Cautionary tales and lessons of the past, sober warnings for the future, and allegorical elements can be found in the work of all three artists exhibiting at Lubeznik Center for the Arts (LCA) this summer.
Hyndman Gallery: Exhibiting in the Hyndman Gallery is work by Phyllis Bramson that spans two decades of her career. Bramson’s art, which reflects both an affinity for allegory and critique of human folly, includes richly ornate paintings and sculptures that integrate edginess, beauty, and humor.
Brincka/Cross Gallery: Robert Indiana, widely known for his signature piece, LOVE, 1966, explores America’s political past from the 1960s and ‘70s.

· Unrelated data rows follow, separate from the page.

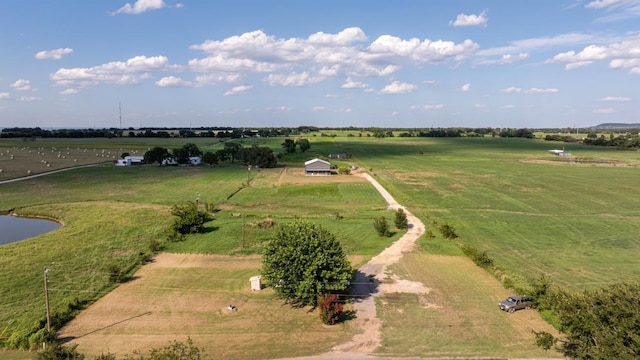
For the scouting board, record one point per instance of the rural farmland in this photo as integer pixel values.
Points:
(572, 221)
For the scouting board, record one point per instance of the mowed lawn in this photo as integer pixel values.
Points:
(113, 215)
(573, 221)
(182, 296)
(459, 317)
(532, 213)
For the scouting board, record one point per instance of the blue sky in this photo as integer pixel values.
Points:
(483, 63)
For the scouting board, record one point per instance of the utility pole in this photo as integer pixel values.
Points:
(243, 230)
(46, 299)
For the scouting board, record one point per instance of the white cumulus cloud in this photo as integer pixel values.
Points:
(21, 85)
(69, 92)
(294, 79)
(172, 81)
(132, 71)
(428, 107)
(470, 20)
(140, 7)
(398, 87)
(352, 84)
(616, 98)
(54, 54)
(321, 56)
(238, 90)
(621, 54)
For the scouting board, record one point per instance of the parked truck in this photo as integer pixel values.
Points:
(513, 303)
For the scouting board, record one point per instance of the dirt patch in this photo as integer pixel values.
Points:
(182, 261)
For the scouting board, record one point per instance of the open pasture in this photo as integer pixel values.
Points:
(188, 295)
(533, 212)
(458, 317)
(113, 215)
(19, 158)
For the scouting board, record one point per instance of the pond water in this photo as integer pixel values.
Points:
(13, 228)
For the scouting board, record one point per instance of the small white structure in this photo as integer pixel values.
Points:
(193, 161)
(317, 167)
(256, 284)
(130, 160)
(560, 153)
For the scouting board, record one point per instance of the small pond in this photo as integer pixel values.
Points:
(13, 228)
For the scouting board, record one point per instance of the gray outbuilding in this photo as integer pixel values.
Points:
(317, 167)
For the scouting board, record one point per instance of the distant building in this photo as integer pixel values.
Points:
(337, 156)
(317, 167)
(129, 160)
(560, 153)
(193, 161)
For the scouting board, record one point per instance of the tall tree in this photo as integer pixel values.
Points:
(304, 144)
(304, 261)
(289, 146)
(156, 154)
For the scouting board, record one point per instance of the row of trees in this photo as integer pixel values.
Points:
(290, 146)
(260, 156)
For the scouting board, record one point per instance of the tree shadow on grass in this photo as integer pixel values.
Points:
(70, 338)
(363, 287)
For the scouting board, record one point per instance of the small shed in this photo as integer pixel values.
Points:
(317, 167)
(130, 160)
(256, 284)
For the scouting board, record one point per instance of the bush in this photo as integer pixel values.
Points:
(189, 219)
(330, 308)
(55, 351)
(401, 219)
(448, 231)
(381, 226)
(303, 261)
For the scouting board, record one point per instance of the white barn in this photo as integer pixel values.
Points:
(317, 167)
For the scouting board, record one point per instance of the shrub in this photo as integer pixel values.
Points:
(303, 261)
(189, 219)
(381, 226)
(401, 219)
(448, 231)
(330, 308)
(55, 351)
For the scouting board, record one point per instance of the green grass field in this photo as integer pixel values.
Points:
(574, 221)
(533, 213)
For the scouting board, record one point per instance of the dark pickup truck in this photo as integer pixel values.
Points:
(513, 303)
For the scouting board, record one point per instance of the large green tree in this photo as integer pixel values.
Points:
(303, 144)
(289, 146)
(157, 154)
(304, 261)
(600, 324)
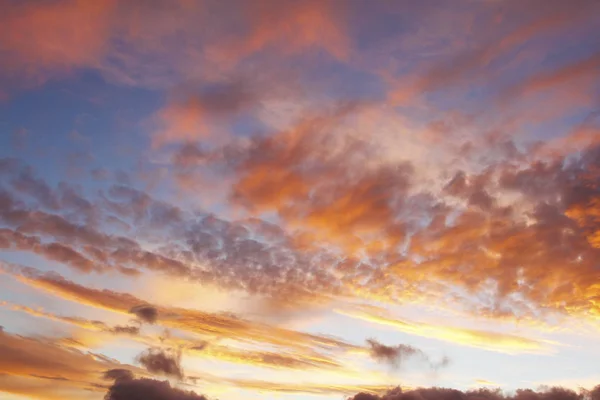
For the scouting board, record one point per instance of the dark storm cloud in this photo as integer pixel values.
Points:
(148, 389)
(395, 356)
(145, 313)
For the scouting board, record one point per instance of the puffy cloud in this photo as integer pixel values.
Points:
(145, 313)
(150, 389)
(435, 393)
(490, 340)
(396, 355)
(43, 368)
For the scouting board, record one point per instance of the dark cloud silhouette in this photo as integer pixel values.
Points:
(118, 374)
(396, 355)
(435, 393)
(145, 313)
(148, 389)
(162, 362)
(130, 330)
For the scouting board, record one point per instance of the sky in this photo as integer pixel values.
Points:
(298, 199)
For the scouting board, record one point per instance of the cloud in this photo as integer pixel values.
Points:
(159, 361)
(150, 389)
(212, 324)
(489, 340)
(393, 355)
(145, 313)
(41, 367)
(189, 117)
(118, 374)
(438, 393)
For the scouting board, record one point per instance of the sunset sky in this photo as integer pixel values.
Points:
(297, 199)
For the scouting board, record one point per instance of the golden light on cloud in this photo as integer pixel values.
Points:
(488, 340)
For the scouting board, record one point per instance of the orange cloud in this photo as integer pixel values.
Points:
(495, 341)
(46, 39)
(44, 369)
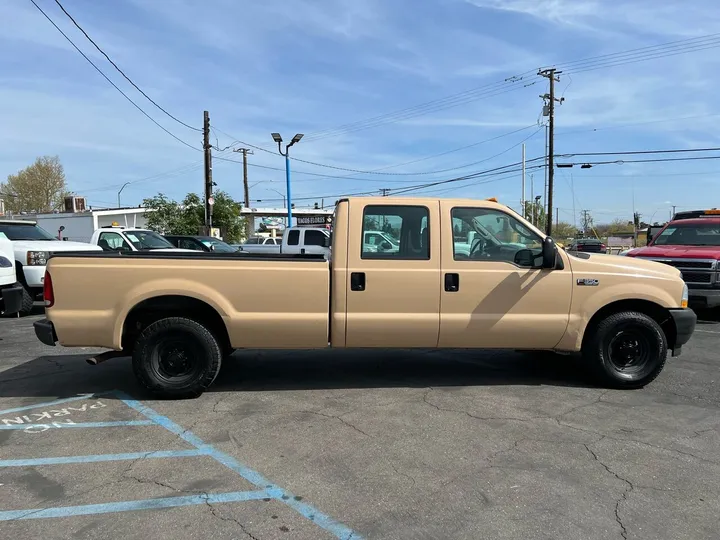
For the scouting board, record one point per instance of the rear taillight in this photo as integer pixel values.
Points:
(48, 293)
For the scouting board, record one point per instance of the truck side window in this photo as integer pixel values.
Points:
(486, 234)
(113, 242)
(314, 238)
(395, 232)
(294, 237)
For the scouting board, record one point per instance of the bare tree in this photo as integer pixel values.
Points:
(40, 187)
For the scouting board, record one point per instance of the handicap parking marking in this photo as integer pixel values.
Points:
(39, 428)
(266, 490)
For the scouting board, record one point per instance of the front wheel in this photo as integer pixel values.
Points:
(626, 350)
(176, 358)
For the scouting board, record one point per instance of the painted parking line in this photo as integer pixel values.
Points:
(64, 425)
(128, 506)
(266, 489)
(97, 458)
(313, 514)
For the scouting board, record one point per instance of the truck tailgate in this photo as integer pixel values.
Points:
(266, 302)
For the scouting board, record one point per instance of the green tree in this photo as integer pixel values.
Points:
(40, 187)
(188, 216)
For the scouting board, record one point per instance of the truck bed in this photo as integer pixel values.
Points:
(295, 314)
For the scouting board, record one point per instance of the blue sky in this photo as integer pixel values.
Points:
(308, 66)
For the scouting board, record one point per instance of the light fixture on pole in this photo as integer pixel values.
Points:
(119, 192)
(278, 139)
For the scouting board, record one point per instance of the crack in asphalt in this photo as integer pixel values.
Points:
(626, 493)
(218, 515)
(462, 411)
(340, 418)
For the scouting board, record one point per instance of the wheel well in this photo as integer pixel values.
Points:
(153, 309)
(658, 313)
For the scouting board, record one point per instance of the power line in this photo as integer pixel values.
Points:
(120, 70)
(110, 81)
(636, 152)
(598, 62)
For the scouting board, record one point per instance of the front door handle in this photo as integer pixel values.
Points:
(357, 281)
(452, 282)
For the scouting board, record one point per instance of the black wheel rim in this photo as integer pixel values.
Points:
(630, 351)
(176, 358)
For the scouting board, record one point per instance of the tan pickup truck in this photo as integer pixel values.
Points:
(457, 274)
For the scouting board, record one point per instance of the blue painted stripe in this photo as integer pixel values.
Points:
(128, 506)
(100, 457)
(51, 425)
(52, 403)
(322, 520)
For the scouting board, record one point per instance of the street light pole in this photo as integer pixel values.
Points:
(278, 139)
(119, 192)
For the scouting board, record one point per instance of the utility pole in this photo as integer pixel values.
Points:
(532, 200)
(208, 171)
(551, 75)
(249, 220)
(522, 197)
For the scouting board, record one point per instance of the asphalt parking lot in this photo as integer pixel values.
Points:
(358, 444)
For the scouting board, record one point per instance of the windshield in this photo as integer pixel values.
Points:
(220, 246)
(23, 231)
(689, 234)
(148, 240)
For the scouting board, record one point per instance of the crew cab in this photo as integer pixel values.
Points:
(32, 247)
(178, 316)
(11, 292)
(691, 243)
(114, 238)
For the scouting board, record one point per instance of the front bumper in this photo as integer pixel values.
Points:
(45, 332)
(704, 298)
(685, 320)
(11, 299)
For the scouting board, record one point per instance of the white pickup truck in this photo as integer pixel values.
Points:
(124, 239)
(32, 247)
(10, 290)
(295, 240)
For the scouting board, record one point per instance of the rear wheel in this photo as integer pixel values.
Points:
(626, 350)
(176, 358)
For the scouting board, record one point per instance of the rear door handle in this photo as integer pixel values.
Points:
(452, 282)
(357, 281)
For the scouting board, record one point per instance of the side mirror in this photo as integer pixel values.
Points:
(549, 253)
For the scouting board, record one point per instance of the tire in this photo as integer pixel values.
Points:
(176, 358)
(28, 303)
(626, 350)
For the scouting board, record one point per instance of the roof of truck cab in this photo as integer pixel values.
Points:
(377, 199)
(694, 221)
(17, 222)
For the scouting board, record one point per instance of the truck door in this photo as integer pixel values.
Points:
(393, 293)
(491, 296)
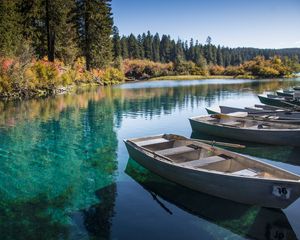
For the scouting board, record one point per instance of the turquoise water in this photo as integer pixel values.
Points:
(65, 172)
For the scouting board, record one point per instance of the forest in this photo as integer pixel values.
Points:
(49, 46)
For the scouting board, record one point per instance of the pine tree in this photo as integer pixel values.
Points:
(155, 48)
(148, 45)
(49, 26)
(33, 25)
(124, 47)
(133, 47)
(165, 49)
(179, 52)
(116, 43)
(65, 45)
(220, 60)
(141, 47)
(10, 27)
(94, 26)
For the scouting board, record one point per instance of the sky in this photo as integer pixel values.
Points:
(232, 23)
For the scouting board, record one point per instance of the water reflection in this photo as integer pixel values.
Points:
(243, 220)
(139, 100)
(52, 165)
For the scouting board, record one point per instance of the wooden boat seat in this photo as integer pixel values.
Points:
(174, 151)
(204, 161)
(247, 172)
(231, 124)
(152, 141)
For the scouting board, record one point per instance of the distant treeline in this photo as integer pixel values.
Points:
(165, 49)
(58, 29)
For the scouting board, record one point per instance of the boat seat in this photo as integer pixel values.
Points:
(247, 172)
(231, 124)
(174, 151)
(204, 161)
(151, 141)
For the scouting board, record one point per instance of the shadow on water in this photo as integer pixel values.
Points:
(243, 220)
(96, 221)
(285, 154)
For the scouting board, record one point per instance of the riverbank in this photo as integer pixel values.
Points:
(190, 77)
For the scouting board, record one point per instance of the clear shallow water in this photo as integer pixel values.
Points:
(65, 172)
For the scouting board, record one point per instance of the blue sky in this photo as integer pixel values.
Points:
(233, 23)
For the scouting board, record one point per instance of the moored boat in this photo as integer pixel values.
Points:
(285, 93)
(215, 171)
(279, 101)
(281, 116)
(247, 130)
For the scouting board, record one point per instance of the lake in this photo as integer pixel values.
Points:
(65, 172)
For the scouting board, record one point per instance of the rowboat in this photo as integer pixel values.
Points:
(280, 116)
(259, 224)
(247, 130)
(279, 101)
(285, 93)
(215, 171)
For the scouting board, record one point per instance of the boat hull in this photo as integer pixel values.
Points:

Indiana creates signposts of human failings to warn us about the future. Seven original prints are on display in the Brincka/Cross Gallery.
Susan Block Gallery: Mayumi Lake creates a site-specific installation in the Susan Block Gallery that reclaims and updates the use of Housouge. Housouge is a motif made up of a fanciful fusion of flowers, leaves, and fruit. During times of disaster in ancient Japan, whether natural or human-made, individuals filled sacred sites with these bold, mythical flowers to quell fear and despair. This installation hints at the perils we have in front of us.
The Bramson/Indiana/Lake exhibits will open with a reception on July 2 from 3 to 7 PM (CST). Mask mandate in place.